Subvocal recognition

From Wikipedia, the free encyclopedia
Jump to navigation Jump to search
Electrodes used in subvocal speech recognition research at NASA's Ames Research Lab

Subvocal recognition (SVR) is the process of taking subvocalization and converting the detected results to a digital output, aural or text-based.[1] A silent speech interface is a device that allows speech communication without using the sound made when people vocalize their speech sounds. It works by the computer identifying the phonemes that an individual pronounces from nonauditory sources of information about their speech movements. These are then used to recreate the speech using speech synthesis.[2]

Input methods

[edit | edit source]

Silent speech interface systems have been created using ultrasound and optical camera input of tongue and lip movements.[3] Electromagnetic devices are another technique for tracking tongue and lip movements.[4]

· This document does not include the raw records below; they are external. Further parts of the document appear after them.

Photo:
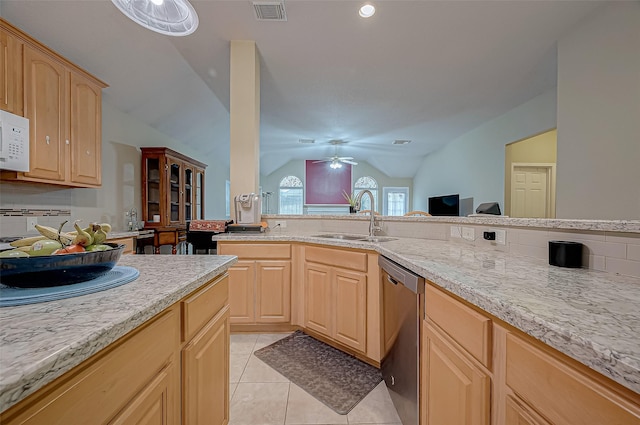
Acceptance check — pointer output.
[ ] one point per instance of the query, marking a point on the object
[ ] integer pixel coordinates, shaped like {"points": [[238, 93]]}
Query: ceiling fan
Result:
{"points": [[335, 160]]}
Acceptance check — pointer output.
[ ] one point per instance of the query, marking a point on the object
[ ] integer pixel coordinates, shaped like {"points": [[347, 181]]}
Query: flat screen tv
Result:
{"points": [[444, 205]]}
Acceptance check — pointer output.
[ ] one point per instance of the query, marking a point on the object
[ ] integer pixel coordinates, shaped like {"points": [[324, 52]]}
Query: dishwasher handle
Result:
{"points": [[402, 275]]}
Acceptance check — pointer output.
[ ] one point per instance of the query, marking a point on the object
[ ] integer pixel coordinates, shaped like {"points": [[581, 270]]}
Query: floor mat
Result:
{"points": [[337, 379]]}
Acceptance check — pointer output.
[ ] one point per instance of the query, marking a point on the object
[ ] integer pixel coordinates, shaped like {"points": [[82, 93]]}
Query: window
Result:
{"points": [[396, 200], [367, 183], [290, 196]]}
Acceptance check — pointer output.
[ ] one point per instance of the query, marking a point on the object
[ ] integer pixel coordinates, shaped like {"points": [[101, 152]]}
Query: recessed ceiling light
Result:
{"points": [[169, 17], [401, 142], [367, 10]]}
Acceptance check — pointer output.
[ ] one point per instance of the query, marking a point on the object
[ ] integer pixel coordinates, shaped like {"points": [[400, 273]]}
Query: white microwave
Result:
{"points": [[14, 142]]}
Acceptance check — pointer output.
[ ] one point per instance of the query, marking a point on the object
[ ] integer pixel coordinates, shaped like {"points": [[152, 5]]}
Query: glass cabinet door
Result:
{"points": [[199, 192], [188, 194], [175, 192], [153, 189]]}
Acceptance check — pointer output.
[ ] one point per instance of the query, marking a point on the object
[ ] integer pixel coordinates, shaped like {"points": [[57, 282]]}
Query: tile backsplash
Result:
{"points": [[607, 251]]}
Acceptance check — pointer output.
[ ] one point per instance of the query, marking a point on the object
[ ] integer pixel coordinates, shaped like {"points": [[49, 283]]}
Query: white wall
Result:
{"points": [[121, 180], [296, 168], [473, 164], [599, 116]]}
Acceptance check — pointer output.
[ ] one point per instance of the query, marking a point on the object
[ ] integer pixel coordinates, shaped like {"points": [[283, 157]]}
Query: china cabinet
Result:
{"points": [[172, 194]]}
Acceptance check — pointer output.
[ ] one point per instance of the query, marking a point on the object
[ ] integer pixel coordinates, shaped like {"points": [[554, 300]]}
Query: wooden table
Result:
{"points": [[169, 235]]}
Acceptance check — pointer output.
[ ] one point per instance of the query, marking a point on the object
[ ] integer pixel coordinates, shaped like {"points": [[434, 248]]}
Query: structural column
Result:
{"points": [[244, 119]]}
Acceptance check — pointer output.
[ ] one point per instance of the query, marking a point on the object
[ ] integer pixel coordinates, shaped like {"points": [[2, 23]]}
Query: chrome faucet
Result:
{"points": [[372, 223]]}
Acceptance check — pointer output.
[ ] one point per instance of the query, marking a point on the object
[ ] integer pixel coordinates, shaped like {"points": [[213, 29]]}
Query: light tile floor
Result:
{"points": [[262, 396]]}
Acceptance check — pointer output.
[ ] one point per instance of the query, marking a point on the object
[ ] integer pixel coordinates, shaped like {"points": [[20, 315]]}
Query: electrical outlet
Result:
{"points": [[31, 222]]}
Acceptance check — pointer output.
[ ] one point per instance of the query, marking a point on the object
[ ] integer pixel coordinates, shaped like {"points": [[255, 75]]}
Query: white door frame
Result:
{"points": [[551, 183]]}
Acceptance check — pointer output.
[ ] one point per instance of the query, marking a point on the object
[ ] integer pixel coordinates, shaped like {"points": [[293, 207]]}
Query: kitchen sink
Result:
{"points": [[378, 239], [340, 236], [356, 237]]}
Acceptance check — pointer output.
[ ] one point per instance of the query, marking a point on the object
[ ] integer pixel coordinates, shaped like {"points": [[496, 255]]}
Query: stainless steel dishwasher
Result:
{"points": [[401, 291]]}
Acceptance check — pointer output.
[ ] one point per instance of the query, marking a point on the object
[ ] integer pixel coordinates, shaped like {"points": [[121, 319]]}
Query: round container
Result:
{"points": [[57, 270], [565, 254]]}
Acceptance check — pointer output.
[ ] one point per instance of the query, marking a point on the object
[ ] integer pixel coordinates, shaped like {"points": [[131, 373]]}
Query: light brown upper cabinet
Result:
{"points": [[64, 106], [11, 73]]}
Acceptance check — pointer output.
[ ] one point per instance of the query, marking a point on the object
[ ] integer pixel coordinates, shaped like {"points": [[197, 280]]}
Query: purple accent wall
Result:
{"points": [[324, 185]]}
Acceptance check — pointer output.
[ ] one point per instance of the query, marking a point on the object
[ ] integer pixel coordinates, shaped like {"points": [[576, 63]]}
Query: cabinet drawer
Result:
{"points": [[129, 247], [467, 327], [256, 250], [559, 392], [200, 307], [103, 385], [337, 258]]}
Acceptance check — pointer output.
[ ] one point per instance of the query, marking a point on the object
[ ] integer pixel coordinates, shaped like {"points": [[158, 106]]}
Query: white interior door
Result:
{"points": [[531, 192]]}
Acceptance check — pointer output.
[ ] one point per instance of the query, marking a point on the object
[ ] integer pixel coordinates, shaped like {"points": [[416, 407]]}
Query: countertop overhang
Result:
{"points": [[40, 342], [591, 316]]}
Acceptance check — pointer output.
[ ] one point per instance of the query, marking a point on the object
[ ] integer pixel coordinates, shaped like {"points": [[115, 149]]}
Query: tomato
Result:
{"points": [[69, 249]]}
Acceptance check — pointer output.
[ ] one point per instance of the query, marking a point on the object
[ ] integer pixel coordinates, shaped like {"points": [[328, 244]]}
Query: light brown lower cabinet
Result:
{"points": [[478, 370], [336, 304], [516, 414], [205, 368], [260, 283], [141, 378], [455, 390]]}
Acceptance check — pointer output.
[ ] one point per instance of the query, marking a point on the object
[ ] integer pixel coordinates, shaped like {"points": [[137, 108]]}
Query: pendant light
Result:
{"points": [[169, 17]]}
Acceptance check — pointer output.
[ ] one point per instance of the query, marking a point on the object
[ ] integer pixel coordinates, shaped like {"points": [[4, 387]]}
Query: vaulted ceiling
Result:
{"points": [[425, 71]]}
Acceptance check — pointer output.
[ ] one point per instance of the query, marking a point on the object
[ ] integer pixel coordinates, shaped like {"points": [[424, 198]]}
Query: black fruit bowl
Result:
{"points": [[58, 270]]}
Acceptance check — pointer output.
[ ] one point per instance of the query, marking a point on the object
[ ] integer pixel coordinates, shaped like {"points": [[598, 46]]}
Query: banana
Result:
{"points": [[53, 234], [82, 238], [99, 237], [26, 241], [106, 227]]}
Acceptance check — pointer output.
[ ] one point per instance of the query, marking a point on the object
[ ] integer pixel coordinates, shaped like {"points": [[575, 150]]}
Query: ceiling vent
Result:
{"points": [[270, 10], [401, 142]]}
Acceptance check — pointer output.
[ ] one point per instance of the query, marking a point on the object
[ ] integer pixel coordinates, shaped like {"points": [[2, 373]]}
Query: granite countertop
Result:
{"points": [[40, 342], [589, 315]]}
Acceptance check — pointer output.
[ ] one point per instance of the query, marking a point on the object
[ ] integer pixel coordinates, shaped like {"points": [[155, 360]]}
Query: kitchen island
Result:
{"points": [[42, 342]]}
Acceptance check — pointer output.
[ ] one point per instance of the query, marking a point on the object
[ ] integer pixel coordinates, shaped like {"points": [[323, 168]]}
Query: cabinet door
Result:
{"points": [[199, 195], [187, 198], [151, 406], [45, 105], [455, 391], [152, 189], [518, 415], [10, 73], [206, 374], [241, 291], [176, 192], [273, 291], [349, 298], [317, 296], [86, 131]]}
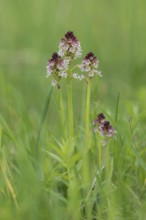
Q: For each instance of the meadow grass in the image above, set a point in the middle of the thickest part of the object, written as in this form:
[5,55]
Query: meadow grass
[45,173]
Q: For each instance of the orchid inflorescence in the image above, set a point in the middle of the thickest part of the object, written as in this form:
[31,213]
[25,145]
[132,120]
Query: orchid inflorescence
[59,66]
[103,127]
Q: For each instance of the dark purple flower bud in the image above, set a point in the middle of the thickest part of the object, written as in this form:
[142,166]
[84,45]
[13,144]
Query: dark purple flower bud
[101,118]
[104,127]
[90,65]
[57,67]
[69,47]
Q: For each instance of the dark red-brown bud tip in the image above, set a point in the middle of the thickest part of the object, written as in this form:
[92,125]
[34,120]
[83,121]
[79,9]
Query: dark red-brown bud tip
[55,56]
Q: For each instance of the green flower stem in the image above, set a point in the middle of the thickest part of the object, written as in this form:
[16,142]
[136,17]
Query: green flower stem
[70,107]
[99,154]
[87,114]
[62,112]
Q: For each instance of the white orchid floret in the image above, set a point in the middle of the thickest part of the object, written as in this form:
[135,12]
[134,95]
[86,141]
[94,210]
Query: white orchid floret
[69,46]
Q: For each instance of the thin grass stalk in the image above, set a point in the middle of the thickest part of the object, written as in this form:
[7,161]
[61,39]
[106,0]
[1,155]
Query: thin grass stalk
[87,114]
[42,121]
[70,108]
[62,114]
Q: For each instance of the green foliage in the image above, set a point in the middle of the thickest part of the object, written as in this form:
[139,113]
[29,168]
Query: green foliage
[65,180]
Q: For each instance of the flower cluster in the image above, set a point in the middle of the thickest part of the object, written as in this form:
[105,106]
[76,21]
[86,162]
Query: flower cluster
[103,127]
[69,46]
[57,67]
[90,65]
[69,49]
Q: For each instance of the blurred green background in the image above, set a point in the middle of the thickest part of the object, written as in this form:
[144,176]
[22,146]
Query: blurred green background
[31,30]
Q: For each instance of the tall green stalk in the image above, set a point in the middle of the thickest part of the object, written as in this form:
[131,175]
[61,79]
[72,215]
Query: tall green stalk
[87,114]
[70,108]
[62,113]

The detection of speech movements by electromyography of speech articulator muscles and the larynx is another technique.[5][6] Another source of information is the vocal tract resonance signals that get transmitted through bone conduction called non-audible murmurs.[7]

They have also been created as a brain–computer interface using brain activity in the motor cortex obtained from intracortical microelectrodes.[8]

Such devices are created as aids to those unable to create the sound phonation needed for audible speech such as after laryngectomies.[9] Another use is for communication when speech is masked by background noise or distorted by self-contained breathing apparatus. A further practical use is where a need exists for silent communication, such as when privacy is required in a public place, or hands-free data silent transmission is needed during a military or security operation.[3][10]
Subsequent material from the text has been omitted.